Nos encontramos con el Papa León XIV
- hace 6 días
- 1 Min. de lectura

Tuve el regalo de saludar al Santo Padre en nombre de toda nuestra Congregación, y lo viví con profunda emoción. Fue un momento sencillo, pero de gran significado.
Le hicimos entrega de la película Las locas del Obelisco como expresión de nuestras raíces y del carisma que sigue vivo allí donde acompañamos a mujeres y jóvenes en situaciones de vulnerabilidad.
En ese breve encuentro, percibí con claridad que nuestra misión forma parte del corazón de la Iglesia: servir, dignificar y no acostumbrarnos nunca al sufrimiento ajeno.
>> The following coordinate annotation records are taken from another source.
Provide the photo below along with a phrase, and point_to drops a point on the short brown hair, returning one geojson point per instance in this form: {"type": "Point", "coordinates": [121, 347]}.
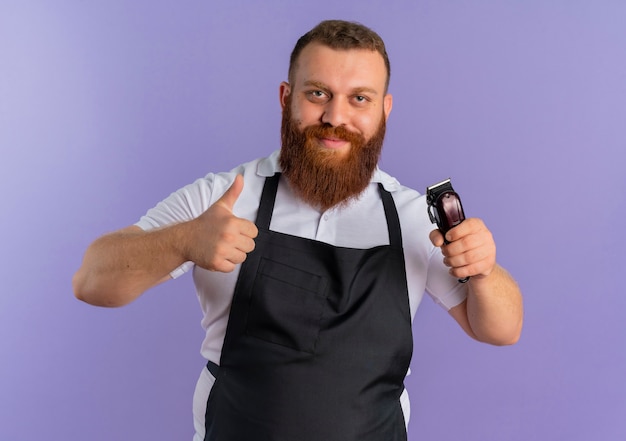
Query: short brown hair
{"type": "Point", "coordinates": [344, 35]}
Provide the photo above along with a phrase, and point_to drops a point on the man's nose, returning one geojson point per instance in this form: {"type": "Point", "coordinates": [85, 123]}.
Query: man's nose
{"type": "Point", "coordinates": [336, 113]}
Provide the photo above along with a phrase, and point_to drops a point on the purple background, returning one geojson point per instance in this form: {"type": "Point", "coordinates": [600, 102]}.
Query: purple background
{"type": "Point", "coordinates": [108, 106]}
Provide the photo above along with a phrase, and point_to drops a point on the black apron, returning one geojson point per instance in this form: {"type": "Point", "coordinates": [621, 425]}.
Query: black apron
{"type": "Point", "coordinates": [318, 341]}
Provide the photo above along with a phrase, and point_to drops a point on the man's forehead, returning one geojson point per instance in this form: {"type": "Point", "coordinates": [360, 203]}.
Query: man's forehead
{"type": "Point", "coordinates": [318, 63]}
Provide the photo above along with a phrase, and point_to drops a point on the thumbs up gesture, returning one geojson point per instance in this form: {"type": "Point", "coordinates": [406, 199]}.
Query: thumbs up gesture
{"type": "Point", "coordinates": [220, 240]}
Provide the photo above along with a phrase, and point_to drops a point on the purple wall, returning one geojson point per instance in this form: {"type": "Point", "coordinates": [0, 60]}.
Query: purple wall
{"type": "Point", "coordinates": [108, 106]}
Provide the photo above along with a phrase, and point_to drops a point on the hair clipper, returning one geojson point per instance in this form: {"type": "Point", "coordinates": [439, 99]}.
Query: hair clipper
{"type": "Point", "coordinates": [445, 208]}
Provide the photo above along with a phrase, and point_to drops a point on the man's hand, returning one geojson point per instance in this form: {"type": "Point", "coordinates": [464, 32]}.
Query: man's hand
{"type": "Point", "coordinates": [219, 240]}
{"type": "Point", "coordinates": [493, 310]}
{"type": "Point", "coordinates": [118, 267]}
{"type": "Point", "coordinates": [471, 250]}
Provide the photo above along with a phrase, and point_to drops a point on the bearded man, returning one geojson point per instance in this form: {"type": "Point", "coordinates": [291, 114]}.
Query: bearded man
{"type": "Point", "coordinates": [310, 264]}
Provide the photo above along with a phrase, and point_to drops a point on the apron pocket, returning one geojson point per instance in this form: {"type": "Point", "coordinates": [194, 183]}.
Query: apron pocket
{"type": "Point", "coordinates": [286, 306]}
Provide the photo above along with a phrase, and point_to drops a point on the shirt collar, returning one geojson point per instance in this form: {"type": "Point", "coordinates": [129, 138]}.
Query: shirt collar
{"type": "Point", "coordinates": [269, 166]}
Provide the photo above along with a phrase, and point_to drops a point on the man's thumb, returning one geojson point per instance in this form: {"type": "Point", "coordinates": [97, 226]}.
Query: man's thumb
{"type": "Point", "coordinates": [229, 198]}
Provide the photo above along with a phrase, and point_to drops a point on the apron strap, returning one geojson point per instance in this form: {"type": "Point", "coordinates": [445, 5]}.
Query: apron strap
{"type": "Point", "coordinates": [266, 206]}
{"type": "Point", "coordinates": [393, 221]}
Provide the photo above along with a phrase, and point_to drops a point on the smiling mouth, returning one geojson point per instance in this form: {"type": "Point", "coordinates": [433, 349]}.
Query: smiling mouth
{"type": "Point", "coordinates": [333, 143]}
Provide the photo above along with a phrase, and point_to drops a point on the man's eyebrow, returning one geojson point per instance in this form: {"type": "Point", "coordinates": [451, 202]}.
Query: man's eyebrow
{"type": "Point", "coordinates": [356, 90]}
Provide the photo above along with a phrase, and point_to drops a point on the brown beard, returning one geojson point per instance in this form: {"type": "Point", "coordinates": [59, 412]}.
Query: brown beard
{"type": "Point", "coordinates": [322, 177]}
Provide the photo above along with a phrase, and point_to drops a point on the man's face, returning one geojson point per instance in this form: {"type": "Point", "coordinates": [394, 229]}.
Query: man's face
{"type": "Point", "coordinates": [334, 115]}
{"type": "Point", "coordinates": [340, 88]}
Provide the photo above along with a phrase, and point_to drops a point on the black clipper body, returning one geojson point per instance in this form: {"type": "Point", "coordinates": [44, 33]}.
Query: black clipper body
{"type": "Point", "coordinates": [445, 208]}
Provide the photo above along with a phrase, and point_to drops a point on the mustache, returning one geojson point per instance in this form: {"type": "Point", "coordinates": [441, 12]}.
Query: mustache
{"type": "Point", "coordinates": [338, 132]}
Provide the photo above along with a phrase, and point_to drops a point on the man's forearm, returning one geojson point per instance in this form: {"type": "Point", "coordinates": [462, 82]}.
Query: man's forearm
{"type": "Point", "coordinates": [118, 267]}
{"type": "Point", "coordinates": [494, 308]}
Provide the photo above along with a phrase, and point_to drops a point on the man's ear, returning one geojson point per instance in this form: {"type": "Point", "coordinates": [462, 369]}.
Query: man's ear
{"type": "Point", "coordinates": [284, 90]}
{"type": "Point", "coordinates": [387, 105]}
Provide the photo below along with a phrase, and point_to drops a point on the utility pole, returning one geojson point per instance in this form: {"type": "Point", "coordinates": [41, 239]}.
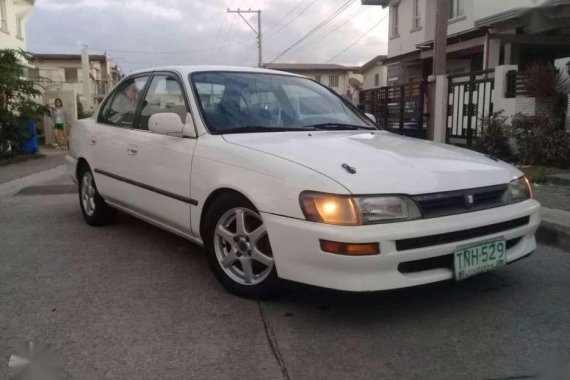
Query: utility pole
{"type": "Point", "coordinates": [257, 32]}
{"type": "Point", "coordinates": [439, 83]}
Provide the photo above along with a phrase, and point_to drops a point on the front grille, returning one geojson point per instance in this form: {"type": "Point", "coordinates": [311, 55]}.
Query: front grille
{"type": "Point", "coordinates": [451, 237]}
{"type": "Point", "coordinates": [461, 201]}
{"type": "Point", "coordinates": [445, 261]}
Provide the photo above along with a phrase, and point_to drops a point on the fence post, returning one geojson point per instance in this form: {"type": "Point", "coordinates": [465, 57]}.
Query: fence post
{"type": "Point", "coordinates": [402, 111]}
{"type": "Point", "coordinates": [470, 109]}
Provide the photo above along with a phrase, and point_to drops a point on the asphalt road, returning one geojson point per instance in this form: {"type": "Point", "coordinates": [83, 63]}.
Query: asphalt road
{"type": "Point", "coordinates": [130, 301]}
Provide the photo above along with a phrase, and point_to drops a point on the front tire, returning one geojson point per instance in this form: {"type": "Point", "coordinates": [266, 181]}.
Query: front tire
{"type": "Point", "coordinates": [238, 249]}
{"type": "Point", "coordinates": [95, 210]}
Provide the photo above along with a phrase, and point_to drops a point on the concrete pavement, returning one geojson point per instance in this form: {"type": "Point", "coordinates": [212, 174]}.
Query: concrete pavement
{"type": "Point", "coordinates": [131, 301]}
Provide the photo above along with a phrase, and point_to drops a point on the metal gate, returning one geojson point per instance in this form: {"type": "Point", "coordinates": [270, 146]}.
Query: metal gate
{"type": "Point", "coordinates": [399, 109]}
{"type": "Point", "coordinates": [470, 101]}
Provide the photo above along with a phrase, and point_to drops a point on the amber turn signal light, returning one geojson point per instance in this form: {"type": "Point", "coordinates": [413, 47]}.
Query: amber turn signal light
{"type": "Point", "coordinates": [350, 249]}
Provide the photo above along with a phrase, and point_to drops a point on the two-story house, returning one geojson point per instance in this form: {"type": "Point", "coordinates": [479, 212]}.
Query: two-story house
{"type": "Point", "coordinates": [482, 34]}
{"type": "Point", "coordinates": [60, 72]}
{"type": "Point", "coordinates": [335, 76]}
{"type": "Point", "coordinates": [13, 17]}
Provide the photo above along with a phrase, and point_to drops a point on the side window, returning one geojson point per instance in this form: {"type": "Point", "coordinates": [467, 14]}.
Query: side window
{"type": "Point", "coordinates": [120, 109]}
{"type": "Point", "coordinates": [164, 95]}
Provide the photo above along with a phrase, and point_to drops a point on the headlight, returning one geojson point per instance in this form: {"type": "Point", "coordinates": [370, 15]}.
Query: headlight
{"type": "Point", "coordinates": [353, 211]}
{"type": "Point", "coordinates": [519, 190]}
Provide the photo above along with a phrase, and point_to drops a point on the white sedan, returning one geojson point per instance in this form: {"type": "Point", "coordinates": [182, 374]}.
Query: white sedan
{"type": "Point", "coordinates": [278, 177]}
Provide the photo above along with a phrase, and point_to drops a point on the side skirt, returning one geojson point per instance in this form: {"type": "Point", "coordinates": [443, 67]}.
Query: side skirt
{"type": "Point", "coordinates": [163, 226]}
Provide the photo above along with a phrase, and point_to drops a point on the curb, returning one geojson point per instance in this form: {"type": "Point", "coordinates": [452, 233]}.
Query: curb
{"type": "Point", "coordinates": [16, 185]}
{"type": "Point", "coordinates": [553, 235]}
{"type": "Point", "coordinates": [557, 180]}
{"type": "Point", "coordinates": [554, 229]}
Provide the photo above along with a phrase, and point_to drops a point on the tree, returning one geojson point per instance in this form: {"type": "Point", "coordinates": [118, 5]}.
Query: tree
{"type": "Point", "coordinates": [545, 83]}
{"type": "Point", "coordinates": [18, 100]}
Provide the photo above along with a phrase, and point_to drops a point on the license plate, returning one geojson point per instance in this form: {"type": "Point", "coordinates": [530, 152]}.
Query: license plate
{"type": "Point", "coordinates": [480, 257]}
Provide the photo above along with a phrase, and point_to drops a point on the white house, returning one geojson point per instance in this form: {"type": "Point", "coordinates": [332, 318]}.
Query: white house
{"type": "Point", "coordinates": [374, 73]}
{"type": "Point", "coordinates": [13, 17]}
{"type": "Point", "coordinates": [332, 75]}
{"type": "Point", "coordinates": [482, 34]}
{"type": "Point", "coordinates": [62, 72]}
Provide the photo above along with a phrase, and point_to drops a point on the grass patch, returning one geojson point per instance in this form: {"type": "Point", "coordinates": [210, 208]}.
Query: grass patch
{"type": "Point", "coordinates": [538, 173]}
{"type": "Point", "coordinates": [20, 158]}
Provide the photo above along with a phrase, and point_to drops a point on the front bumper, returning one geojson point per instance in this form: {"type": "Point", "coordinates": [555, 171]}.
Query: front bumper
{"type": "Point", "coordinates": [298, 256]}
{"type": "Point", "coordinates": [71, 167]}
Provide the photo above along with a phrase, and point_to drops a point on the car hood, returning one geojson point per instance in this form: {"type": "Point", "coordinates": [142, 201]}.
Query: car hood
{"type": "Point", "coordinates": [384, 162]}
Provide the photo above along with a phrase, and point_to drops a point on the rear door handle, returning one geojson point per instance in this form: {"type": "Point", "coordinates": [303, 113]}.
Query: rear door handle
{"type": "Point", "coordinates": [132, 150]}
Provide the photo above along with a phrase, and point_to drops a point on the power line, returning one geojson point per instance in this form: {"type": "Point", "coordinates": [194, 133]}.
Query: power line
{"type": "Point", "coordinates": [284, 17]}
{"type": "Point", "coordinates": [342, 23]}
{"type": "Point", "coordinates": [294, 18]}
{"type": "Point", "coordinates": [315, 29]}
{"type": "Point", "coordinates": [357, 40]}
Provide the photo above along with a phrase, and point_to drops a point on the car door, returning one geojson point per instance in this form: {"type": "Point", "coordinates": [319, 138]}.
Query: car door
{"type": "Point", "coordinates": [159, 165]}
{"type": "Point", "coordinates": [109, 139]}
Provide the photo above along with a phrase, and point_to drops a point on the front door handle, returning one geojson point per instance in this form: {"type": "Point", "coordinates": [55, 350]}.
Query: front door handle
{"type": "Point", "coordinates": [132, 150]}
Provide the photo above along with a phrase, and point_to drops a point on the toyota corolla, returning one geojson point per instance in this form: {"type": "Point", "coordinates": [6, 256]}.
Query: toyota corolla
{"type": "Point", "coordinates": [279, 177]}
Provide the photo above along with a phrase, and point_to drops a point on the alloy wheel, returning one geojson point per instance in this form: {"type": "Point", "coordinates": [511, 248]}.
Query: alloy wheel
{"type": "Point", "coordinates": [242, 246]}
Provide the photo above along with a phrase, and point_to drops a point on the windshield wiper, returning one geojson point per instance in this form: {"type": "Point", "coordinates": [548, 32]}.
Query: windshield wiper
{"type": "Point", "coordinates": [260, 128]}
{"type": "Point", "coordinates": [339, 127]}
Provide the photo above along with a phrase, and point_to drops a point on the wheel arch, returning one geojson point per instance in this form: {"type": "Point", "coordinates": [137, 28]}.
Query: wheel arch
{"type": "Point", "coordinates": [81, 163]}
{"type": "Point", "coordinates": [211, 199]}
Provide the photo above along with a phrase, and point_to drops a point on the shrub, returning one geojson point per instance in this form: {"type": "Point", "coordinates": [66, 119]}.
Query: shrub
{"type": "Point", "coordinates": [541, 141]}
{"type": "Point", "coordinates": [494, 138]}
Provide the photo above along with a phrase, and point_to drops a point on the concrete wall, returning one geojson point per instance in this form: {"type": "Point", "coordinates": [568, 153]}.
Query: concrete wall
{"type": "Point", "coordinates": [474, 10]}
{"type": "Point", "coordinates": [486, 8]}
{"type": "Point", "coordinates": [54, 72]}
{"type": "Point", "coordinates": [368, 81]}
{"type": "Point", "coordinates": [10, 39]}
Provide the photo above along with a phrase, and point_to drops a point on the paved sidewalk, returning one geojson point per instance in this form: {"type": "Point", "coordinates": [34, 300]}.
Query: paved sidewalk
{"type": "Point", "coordinates": [555, 227]}
{"type": "Point", "coordinates": [53, 159]}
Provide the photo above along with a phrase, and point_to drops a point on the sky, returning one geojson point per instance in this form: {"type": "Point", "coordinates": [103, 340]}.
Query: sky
{"type": "Point", "coordinates": [143, 33]}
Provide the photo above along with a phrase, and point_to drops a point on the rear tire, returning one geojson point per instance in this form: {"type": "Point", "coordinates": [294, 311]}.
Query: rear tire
{"type": "Point", "coordinates": [95, 210]}
{"type": "Point", "coordinates": [238, 249]}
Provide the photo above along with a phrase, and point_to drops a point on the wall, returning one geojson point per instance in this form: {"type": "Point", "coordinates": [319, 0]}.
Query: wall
{"type": "Point", "coordinates": [486, 8]}
{"type": "Point", "coordinates": [10, 39]}
{"type": "Point", "coordinates": [474, 10]}
{"type": "Point", "coordinates": [408, 39]}
{"type": "Point", "coordinates": [54, 70]}
{"type": "Point", "coordinates": [368, 81]}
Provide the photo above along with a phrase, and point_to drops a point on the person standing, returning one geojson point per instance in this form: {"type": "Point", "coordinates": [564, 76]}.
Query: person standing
{"type": "Point", "coordinates": [59, 121]}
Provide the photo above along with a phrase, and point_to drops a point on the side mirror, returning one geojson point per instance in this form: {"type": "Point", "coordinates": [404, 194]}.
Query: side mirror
{"type": "Point", "coordinates": [166, 123]}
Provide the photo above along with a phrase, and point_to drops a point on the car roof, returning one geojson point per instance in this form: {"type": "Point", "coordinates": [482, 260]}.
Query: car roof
{"type": "Point", "coordinates": [185, 70]}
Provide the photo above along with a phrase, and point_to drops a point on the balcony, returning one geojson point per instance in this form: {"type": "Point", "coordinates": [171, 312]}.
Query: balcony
{"type": "Point", "coordinates": [383, 3]}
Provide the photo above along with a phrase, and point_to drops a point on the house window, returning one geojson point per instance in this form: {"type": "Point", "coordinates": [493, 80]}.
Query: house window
{"type": "Point", "coordinates": [33, 73]}
{"type": "Point", "coordinates": [70, 75]}
{"type": "Point", "coordinates": [333, 80]}
{"type": "Point", "coordinates": [416, 22]}
{"type": "Point", "coordinates": [19, 27]}
{"type": "Point", "coordinates": [395, 30]}
{"type": "Point", "coordinates": [456, 8]}
{"type": "Point", "coordinates": [3, 16]}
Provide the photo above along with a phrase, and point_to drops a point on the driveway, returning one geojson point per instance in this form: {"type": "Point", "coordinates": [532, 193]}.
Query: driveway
{"type": "Point", "coordinates": [130, 301]}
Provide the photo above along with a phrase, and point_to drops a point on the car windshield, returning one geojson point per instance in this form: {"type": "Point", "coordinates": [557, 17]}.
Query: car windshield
{"type": "Point", "coordinates": [236, 102]}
El Santo Padre acogió el gesto con cercanía. En su mirada reconocí una paternidad serena que sostiene y anima. Fue un instante breve, pero de profunda densidad espiritual. Sentí que nuestra misión —servir, acompañar, dignificar, proteger— está en sintonía con el corazón de la Iglesia y con su exhortación Dilexit nos.
En ese encuentro renové interiormente nuestro compromiso: seguir siendo una presencia humilde y valiente allí donde la dignidad humana está herida; no acostumbrarnos nunca al dolor ajeno; y mantener viva la pasión por el Evangelio que impulsó a nuestros fundadores.